I recently discovered that AAA – yeah, the American Automotive Association, the roadside assistance people – has a really great credit card offer. (This may be region specific – I'm in their "Northeast" region.) Their Daily Advantage Visa Signature card has 5% cash back on groceries, no annual fee. Only the first $10k of grocery purchases per year, and then 1% thereafter – which is good, actually: it has a chance of sticking around. But that does mean up to $500/year in cash back on grocery purchases. Given what's happening to the price of food and paper goods, having a permanent 5% discount on groceries is freaking fantastic. It also has a bunch of other features (3% cash back on gasoline or electric car charging stations, e.g.) and 1% cash back on everything else (no limit).

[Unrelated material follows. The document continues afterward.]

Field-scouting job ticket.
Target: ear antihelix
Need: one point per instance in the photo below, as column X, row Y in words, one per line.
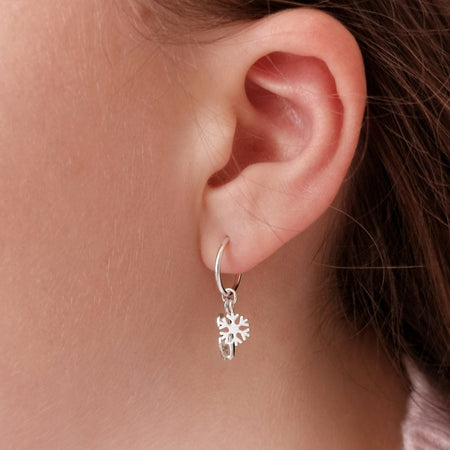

The interest rate is usurious, so under no circumstances do you ever want to carry a balance on it. But if you are the sort of person who can reliably always pay off their balance every month on time: permanent 5% off groceries!

And, no, apparently you do not need to be a AAA member to get the card. (Though we are.)

We got one and I just finished reading the fine print. Seems reasonable. We don't know that our grocery delivery service will be recognized by the card company (it's Comenity Capital Bank under the hood) as a grocery store, but the service is run by a grocery store, and the charges have appeared on the previous card under the name of the grocery store, so here's hoping. We'll know later this week – our next grocery order is for Wednesday, and the charge typically shows up a day or two after that.

Also, we've never had a card with Comenity, so we don't really know how their IT and customer service are. The web interface for account management is very nice. We'll report back as we know more.

I'm not generally in the practice of recommending credit cards, and I can't wholly recommend this one, having not really exercised it yet to discover its landmines. But what's going on here in the Bostoniensis household is that we're cashing in on our good credit scores to take advantage of financial offers that pinch our pennies for us, as a form of hardening our household financially against inflation and other future economic vicissitudes. This has generally meant getting credit with better terms (either lower rates or higher rewards), and opening High-Yield Savings Accounts for our nest egg and my estimated tax payments as a self-employed person.

Given that eating food is a pretty universal custom and groceries are getting scary-expensive, I thought I would mention for anyone who wants to do likewise, and is in a position to do so.

Edit: Oh, yes, it worked with our grocery delivery order just fine. We're delighted.